Wednesday, June 03, 2009

5/28/09: Folks! (1992)

MERF'S PICKS
There may be, I suppose, a way to construct a comedy around the subject of dementia. I've never seen it done successfully, but I don't entirely discount the possibility, unlikely as it seems—just as a comedy with jokes about rape would be difficult to imagine. But if there were a man to attempt it, Robert Klane is unquestionably that man.

Klane is the author of various black-comedy films, starting with 1970's Where's Poppa?, about a man torn between taking care of his aging mother and bumping her off. Klane is clearly a man with major parental issues, for the identical theme (with a similarly punctuated title) resurfaces in Folks!, about a man torn between taking care of his aging parents and bumping them off. (Klane also wrote one of the blackest of black comedies, Weekend at Bernie's, about a couple of guys carrying around a corpse.)

Folks! features a tragically mustache-free Tom Selleck as a stockbroker whose life goes directly into the toilet when he starts to care for his elderly parents, who have various physical and mental problems. Nearly all of the humor in the film derives from the series of mishaps that Selleck suffers during his new role as caretaker (he loses his family, his job, even a toe and a testicle, although I missed his mustache the most) and the fact that his father (Don Ameche) has Alzheimer's, which leads to the "hilarious" burning down of his own house.

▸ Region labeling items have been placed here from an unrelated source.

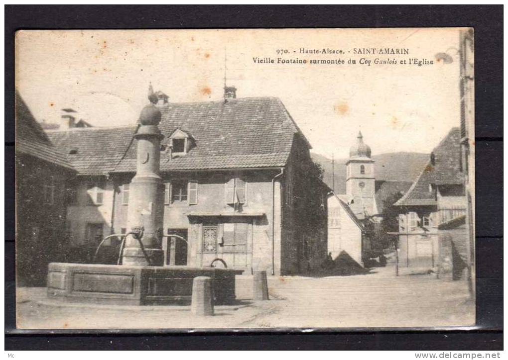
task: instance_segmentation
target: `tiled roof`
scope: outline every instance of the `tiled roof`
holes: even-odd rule
[[[378,213],[383,213],[385,206],[392,205],[386,203],[389,197],[399,192],[403,195],[409,190],[412,184],[410,182],[405,181],[376,181],[376,191],[374,197]]]
[[[395,205],[434,205],[437,204],[430,184],[460,185],[460,138],[459,128],[453,128],[432,152],[434,164],[429,160],[409,190]]]
[[[188,133],[196,144],[186,154],[173,159],[162,153],[162,171],[282,166],[295,135],[306,141],[276,98],[170,103],[160,110],[163,145],[169,143],[176,129]],[[131,140],[136,129],[90,128],[48,135],[66,153],[77,150],[68,158],[80,173],[134,172],[136,141]]]
[[[81,175],[107,174],[121,159],[136,126],[82,128],[48,133]]]
[[[460,130],[454,127],[434,149],[433,183],[437,185],[463,184],[460,171]]]
[[[17,91],[15,96],[16,153],[73,169],[66,157],[51,143]]]
[[[342,205],[342,207],[344,208],[344,210],[345,211],[346,213],[348,215],[349,215],[350,217],[351,218],[351,220],[355,222],[355,224],[356,224],[359,228],[363,230],[363,225],[362,224],[362,222],[360,221],[360,220],[355,214],[355,213],[353,212],[353,210],[351,209],[351,208],[350,207],[350,206],[347,204],[347,203],[346,203],[344,200],[343,200],[342,199],[340,198],[342,197],[339,197],[337,196],[336,194],[335,194],[335,193],[334,193],[334,195],[337,197],[337,199],[339,200],[339,202],[340,202],[341,205]]]

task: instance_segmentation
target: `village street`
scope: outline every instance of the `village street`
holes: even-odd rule
[[[238,303],[215,315],[189,306],[83,305],[55,302],[45,288],[19,288],[20,329],[363,328],[472,325],[474,306],[463,281],[432,275],[396,278],[393,266],[369,274],[311,278],[269,277],[269,301],[252,302],[252,279],[238,277]]]

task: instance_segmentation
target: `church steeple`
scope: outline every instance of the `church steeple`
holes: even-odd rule
[[[363,135],[361,131],[358,131],[356,144],[350,149],[350,158],[370,158],[370,148],[363,142]]]
[[[363,142],[363,135],[359,131],[346,163],[346,193],[351,199],[351,209],[360,219],[377,211],[374,199],[374,160],[370,156],[370,148]]]

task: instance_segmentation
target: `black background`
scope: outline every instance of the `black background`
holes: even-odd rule
[[[6,350],[502,348],[502,6],[5,6]],[[475,38],[474,331],[29,334],[15,329],[14,32],[19,29],[472,26]]]

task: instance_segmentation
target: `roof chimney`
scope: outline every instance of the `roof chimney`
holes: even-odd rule
[[[224,87],[224,99],[236,99],[236,88],[234,86]]]
[[[168,99],[169,96],[161,90],[154,92],[152,83],[150,83],[148,86],[148,100],[151,103],[155,106],[164,106],[168,103]]]
[[[61,117],[60,120],[59,129],[68,130],[76,127],[76,111],[70,108],[62,109]]]

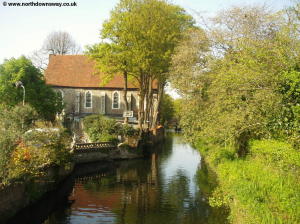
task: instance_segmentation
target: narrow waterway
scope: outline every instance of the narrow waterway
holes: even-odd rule
[[[154,149],[147,159],[79,167],[77,177],[69,182],[64,200],[53,202],[53,209],[44,214],[45,218],[31,221],[44,224],[226,223],[226,212],[208,205],[208,181],[203,180],[206,172],[199,152],[182,137],[170,134],[165,144]],[[37,207],[45,205],[47,202]]]

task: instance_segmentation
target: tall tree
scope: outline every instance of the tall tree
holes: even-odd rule
[[[23,91],[15,83],[21,81],[25,88],[25,103],[29,103],[43,119],[53,121],[63,109],[62,101],[45,84],[42,73],[24,56],[10,59],[0,65],[0,104],[15,106],[23,100]]]
[[[157,116],[153,114],[158,111],[152,110],[154,82],[157,82],[159,105],[174,47],[192,25],[192,17],[182,8],[160,0],[121,0],[103,24],[102,39],[121,52],[121,58],[126,58],[125,63],[117,60],[117,67],[126,67],[127,74],[139,84],[141,130],[149,128],[150,123],[156,125]]]
[[[41,71],[48,66],[49,54],[80,54],[81,47],[74,41],[71,34],[65,31],[51,32],[44,40],[41,49],[29,55],[32,61]]]
[[[297,64],[299,41],[284,16],[264,7],[233,7],[212,21],[204,69],[198,62],[202,45],[182,44],[173,57],[174,84],[189,101],[182,121],[197,137],[235,143],[243,156],[249,140],[270,135],[278,120],[282,73]],[[179,59],[188,51],[202,54],[185,64]],[[190,89],[185,83],[192,84]]]
[[[49,54],[78,54],[80,46],[72,36],[65,31],[54,31],[48,35],[44,42],[43,50]]]

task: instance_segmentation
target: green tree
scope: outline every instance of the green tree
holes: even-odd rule
[[[42,73],[32,62],[22,56],[6,60],[0,65],[0,103],[15,106],[22,102],[23,91],[15,83],[21,81],[25,87],[25,102],[29,103],[46,120],[53,121],[61,112],[61,98],[46,85]]]
[[[170,123],[174,119],[175,107],[173,98],[164,94],[161,102],[161,124]]]
[[[36,119],[37,114],[29,105],[13,108],[0,105],[0,182],[7,178],[14,148]]]
[[[181,44],[173,57],[175,86],[189,102],[182,123],[188,134],[235,144],[243,156],[251,138],[272,134],[282,110],[282,72],[297,64],[298,40],[280,13],[263,7],[234,7],[213,21],[210,52],[203,44]],[[201,39],[191,35],[187,43]],[[186,52],[197,60],[181,62]]]
[[[182,8],[159,0],[121,0],[111,12],[110,19],[103,24],[101,37],[110,44],[109,47],[102,46],[112,51],[107,51],[108,57],[99,57],[102,60],[100,70],[107,72],[111,70],[107,67],[113,67],[124,73],[125,68],[137,82],[140,87],[141,129],[144,124],[149,127],[146,121],[156,125],[171,56],[183,32],[192,24],[192,17]],[[99,49],[103,50],[103,47]],[[111,61],[107,60],[109,58]],[[152,110],[154,82],[157,82],[158,97]]]

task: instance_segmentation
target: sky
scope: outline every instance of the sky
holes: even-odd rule
[[[76,2],[77,6],[23,6],[12,7],[9,3],[30,3],[31,0],[0,0],[0,64],[4,59],[30,56],[39,50],[52,31],[67,31],[84,49],[84,46],[100,41],[99,33],[104,20],[118,0],[36,0],[46,2]],[[195,11],[213,15],[232,5],[257,4],[260,0],[171,0],[189,13]],[[291,0],[264,1],[274,10],[291,5]],[[6,6],[4,6],[6,3]]]

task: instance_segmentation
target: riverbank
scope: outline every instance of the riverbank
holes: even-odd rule
[[[216,173],[215,207],[230,208],[231,223],[300,223],[300,153],[275,140],[257,140],[237,158],[232,148],[197,144]]]
[[[226,223],[226,213],[208,205],[206,181],[195,178],[206,172],[197,150],[178,135],[151,150],[142,159],[79,164],[68,186],[59,187],[67,189],[61,199],[56,191],[46,194],[10,223]]]
[[[148,147],[163,140],[164,130],[159,129],[139,141],[128,140],[126,144],[115,149],[85,149],[72,151],[71,161],[61,166],[48,166],[40,170],[42,175],[23,181],[12,181],[0,188],[0,223],[5,223],[10,217],[23,208],[32,205],[49,191],[55,190],[62,180],[71,175],[76,164],[92,162],[112,162],[113,160],[128,160],[143,158],[148,155]],[[132,147],[131,147],[131,144]],[[134,147],[135,145],[135,147]],[[145,149],[143,149],[145,147]]]

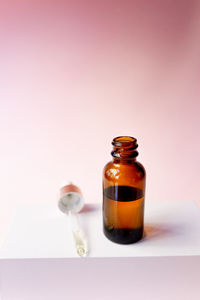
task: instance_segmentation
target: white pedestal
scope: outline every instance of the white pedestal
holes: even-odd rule
[[[80,222],[87,258],[77,257],[56,205],[19,208],[0,250],[3,300],[200,299],[200,211],[193,202],[147,203],[145,237],[132,245],[104,237],[100,206],[86,205]]]

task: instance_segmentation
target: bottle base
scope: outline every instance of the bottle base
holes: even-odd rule
[[[143,237],[143,227],[130,228],[112,228],[109,229],[104,225],[103,232],[105,236],[112,242],[117,244],[133,244]]]

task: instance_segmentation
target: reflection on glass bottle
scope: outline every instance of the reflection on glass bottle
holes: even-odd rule
[[[130,244],[143,236],[145,169],[136,161],[135,138],[116,137],[112,145],[103,170],[103,230],[111,241]]]

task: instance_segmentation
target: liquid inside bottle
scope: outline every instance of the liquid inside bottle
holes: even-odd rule
[[[104,234],[120,244],[140,240],[143,235],[143,191],[117,185],[105,188],[103,195]]]
[[[136,138],[119,136],[112,145],[103,169],[103,231],[115,243],[131,244],[143,236],[146,172],[136,159]]]

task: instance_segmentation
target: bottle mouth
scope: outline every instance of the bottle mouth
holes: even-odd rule
[[[137,139],[132,136],[118,136],[113,139],[112,145],[115,147],[128,147],[128,146],[135,146],[134,149],[138,147]]]
[[[113,157],[135,158],[138,152],[135,150],[138,147],[137,139],[132,136],[118,136],[112,141]]]

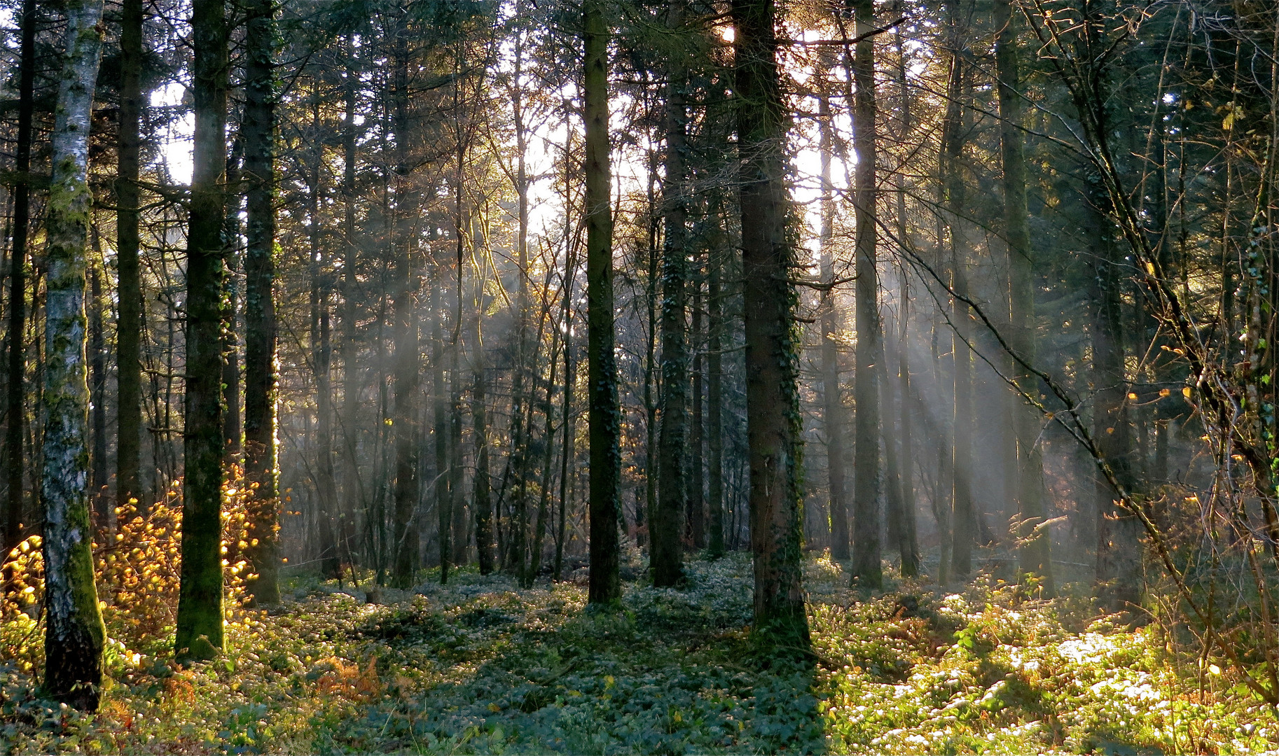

Whether this material could have been amusing in the hands of a different crew, or whether it was doomed to failure because of the subject matter, I honestly don't know, but Folks! is unbearably excruciating from beginning to end. (I might have chuckled once accidentally.) There's a scene toward the end of the movie where Selleck, hoping that his suicidal parents will die in a horrible car accident, knowingly sends them out on the highway—giving no thought to how this might affect, for example, other drivers carrying small children in their vehicles. And he's the hero of this film! Folks! is mean-spirited and jarringly unfunny—easily among the worst movies I have seen all year, or ever. Rating: 1/5.

1 comment:

Unknown said...

I haven't seen this movie so I can't judge for myself, but, from your write-up, I'm curious... Does Merf think this is a good movie, or was she punishing you for something?